In Iran, the pace of executions continues, relentlessly. Iranian justice announced the hanging on Saturday of two men convicted of killing a paramilitary during the demonstrations triggered by the death in custody of the young Mahsa Amini, new executions which aroused the “dismay” of the European Union. The UN also denounced “shocking” hangings which bring to four the number of executions since the start of the protest movement in Iran in mid-September. “Mohammad Mehdi Karami and Seyed Mohammad Hosseini, the main perpetrators of the crime that led to the martyrdom of Rouhollah Ajamian, were hanged this morning” on Saturday, the judicial authority agency Mizan Online said. The two men were accused of having killed this member of the Bassidji militia, linked to the Revolutionary Guards, the ideological army of Iran, on November 3 in Karaj, west of Tehran.
A court of first instance had sentenced the two men to death on December 4 and the Supreme Court had confirmed their sentences on January 3, a justice described as “expedited” by human rights NGOs. The European Union is “appalled” by these executions, Nabila Massrali, a spokeswoman for the head of EU diplomacy Josep Borrell, said in a statement. The EU “once again calls on the Iranian authorities to immediately put an end to the highly reprehensible practice of issuing and carrying out death sentences against protesters”, she said.
14 people sentenced to death
Since the start of the protest movement, 14 people have been sentenced to death in connection with the protests, according to an AFP count based on official information. Among them, four have been executed, two have had their sentences confirmed by the Supreme Court, six are awaiting new trials and two others can appeal. Activists say dozens more face the death penalty. Iran has been rocked by protests since the death of Mahsa Amini on September 16 following her arrest for violating the country’s strict dress code for women.

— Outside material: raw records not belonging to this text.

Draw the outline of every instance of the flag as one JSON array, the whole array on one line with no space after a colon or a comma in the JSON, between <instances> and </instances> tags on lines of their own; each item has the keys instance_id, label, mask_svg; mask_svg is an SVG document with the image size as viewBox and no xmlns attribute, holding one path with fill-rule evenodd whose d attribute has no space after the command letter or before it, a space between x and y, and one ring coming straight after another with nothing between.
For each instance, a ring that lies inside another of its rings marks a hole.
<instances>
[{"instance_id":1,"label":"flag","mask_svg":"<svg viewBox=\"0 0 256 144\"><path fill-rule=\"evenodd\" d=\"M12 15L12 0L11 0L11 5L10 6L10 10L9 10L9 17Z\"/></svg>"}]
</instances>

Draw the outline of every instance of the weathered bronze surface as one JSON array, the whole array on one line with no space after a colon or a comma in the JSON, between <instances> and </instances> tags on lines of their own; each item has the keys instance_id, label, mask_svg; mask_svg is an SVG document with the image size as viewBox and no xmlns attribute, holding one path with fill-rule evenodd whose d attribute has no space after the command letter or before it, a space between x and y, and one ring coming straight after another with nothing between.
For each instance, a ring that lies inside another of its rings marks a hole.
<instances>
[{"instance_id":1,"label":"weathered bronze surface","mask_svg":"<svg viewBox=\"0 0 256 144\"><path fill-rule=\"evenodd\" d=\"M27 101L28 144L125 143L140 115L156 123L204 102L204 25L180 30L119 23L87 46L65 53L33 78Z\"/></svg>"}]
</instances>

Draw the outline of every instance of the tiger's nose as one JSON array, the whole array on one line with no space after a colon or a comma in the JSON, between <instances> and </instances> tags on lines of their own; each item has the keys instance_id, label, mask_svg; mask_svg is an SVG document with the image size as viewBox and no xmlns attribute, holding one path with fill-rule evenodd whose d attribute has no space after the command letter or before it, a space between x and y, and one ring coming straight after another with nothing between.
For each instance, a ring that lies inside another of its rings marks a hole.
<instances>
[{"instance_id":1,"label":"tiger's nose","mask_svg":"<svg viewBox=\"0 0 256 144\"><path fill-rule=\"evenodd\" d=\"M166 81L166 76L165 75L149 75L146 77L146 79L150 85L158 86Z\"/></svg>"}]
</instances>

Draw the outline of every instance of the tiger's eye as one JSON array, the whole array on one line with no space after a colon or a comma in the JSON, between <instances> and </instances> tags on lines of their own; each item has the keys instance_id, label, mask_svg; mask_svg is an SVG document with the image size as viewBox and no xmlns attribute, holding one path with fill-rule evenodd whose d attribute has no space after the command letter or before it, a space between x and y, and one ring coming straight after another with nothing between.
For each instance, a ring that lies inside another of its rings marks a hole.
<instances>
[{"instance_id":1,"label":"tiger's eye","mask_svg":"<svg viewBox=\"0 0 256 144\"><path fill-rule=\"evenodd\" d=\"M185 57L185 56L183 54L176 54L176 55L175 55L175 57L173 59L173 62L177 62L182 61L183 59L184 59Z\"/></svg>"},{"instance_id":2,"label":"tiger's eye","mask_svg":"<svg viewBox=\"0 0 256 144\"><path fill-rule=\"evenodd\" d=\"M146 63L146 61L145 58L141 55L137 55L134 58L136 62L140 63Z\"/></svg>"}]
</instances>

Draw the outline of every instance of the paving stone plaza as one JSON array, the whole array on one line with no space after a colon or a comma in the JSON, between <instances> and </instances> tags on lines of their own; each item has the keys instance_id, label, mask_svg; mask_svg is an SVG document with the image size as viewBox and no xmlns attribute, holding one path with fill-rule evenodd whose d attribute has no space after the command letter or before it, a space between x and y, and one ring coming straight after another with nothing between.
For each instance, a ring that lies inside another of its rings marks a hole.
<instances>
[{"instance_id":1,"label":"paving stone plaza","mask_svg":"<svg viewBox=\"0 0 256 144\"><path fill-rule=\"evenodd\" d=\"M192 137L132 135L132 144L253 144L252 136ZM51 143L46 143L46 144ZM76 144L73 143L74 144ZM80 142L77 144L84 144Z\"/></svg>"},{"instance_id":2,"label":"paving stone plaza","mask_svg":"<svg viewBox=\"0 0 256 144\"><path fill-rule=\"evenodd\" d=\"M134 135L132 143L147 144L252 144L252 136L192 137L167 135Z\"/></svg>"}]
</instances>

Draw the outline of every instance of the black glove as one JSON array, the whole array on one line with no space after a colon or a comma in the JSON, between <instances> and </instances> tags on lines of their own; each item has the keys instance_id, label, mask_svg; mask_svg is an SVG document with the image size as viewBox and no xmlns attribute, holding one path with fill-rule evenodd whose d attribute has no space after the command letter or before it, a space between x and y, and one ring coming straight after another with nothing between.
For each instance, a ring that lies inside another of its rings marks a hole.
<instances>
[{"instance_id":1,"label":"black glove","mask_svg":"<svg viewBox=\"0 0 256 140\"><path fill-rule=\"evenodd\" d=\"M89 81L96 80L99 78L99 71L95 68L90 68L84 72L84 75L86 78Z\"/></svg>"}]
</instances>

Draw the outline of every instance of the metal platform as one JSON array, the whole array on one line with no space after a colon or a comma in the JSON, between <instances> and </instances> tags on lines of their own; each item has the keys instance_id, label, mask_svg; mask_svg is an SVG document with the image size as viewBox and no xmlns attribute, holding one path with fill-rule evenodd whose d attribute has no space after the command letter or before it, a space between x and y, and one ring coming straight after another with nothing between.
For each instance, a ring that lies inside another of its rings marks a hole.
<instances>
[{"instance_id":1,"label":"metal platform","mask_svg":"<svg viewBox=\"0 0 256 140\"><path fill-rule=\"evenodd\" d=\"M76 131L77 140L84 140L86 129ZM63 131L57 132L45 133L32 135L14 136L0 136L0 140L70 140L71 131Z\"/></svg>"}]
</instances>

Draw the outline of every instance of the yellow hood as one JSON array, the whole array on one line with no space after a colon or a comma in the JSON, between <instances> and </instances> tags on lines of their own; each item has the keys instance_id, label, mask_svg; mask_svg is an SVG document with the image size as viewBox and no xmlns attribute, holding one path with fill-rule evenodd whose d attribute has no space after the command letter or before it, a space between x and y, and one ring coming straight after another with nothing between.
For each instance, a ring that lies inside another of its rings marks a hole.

Iranian officials generally denounce “riots”, fueled by foreign countries and opposition groups, and say that hundreds of people have been killed in the unrest, including members of the security forces. About 14,000 people were also arrested, according to the UN. These latest executions come despite a campaign by NGOs calling on Tehran to spare Mohammad Mehdi Karami and Seyed Mohammad Hosseini, Amnesty International having notably denounced an “unfair” trial. In mid-December, Mohammad Mehdi’s father, Mashallah Karami, posted a video on social media in which he implored the authorities to overturn his son’s conviction.
The family’s lawyer, Me Mohmmed Aghasi, lamented on Twitter on Saturday that Karami had not been able to see his family one last time before he died. According to the Oslo-based organization Iran Human Rights (IHR), Karami was 22 years old and according to the NGO Hengaw, also based in Norway, Hosseini was 39 years old. The United Nations High Commissioner for Human Rights on Saturday denounced the trials “based on extracted confessions”. “Shocking that Iran continues to execute protesters despite international outcry,” he tweeted. IHR director Mahmood Amiry-Moghaddam said the two convicted were “subjected to torture, and sentenced after a show trial”, calling for “tougher sanctions against Iranian individuals and entities “.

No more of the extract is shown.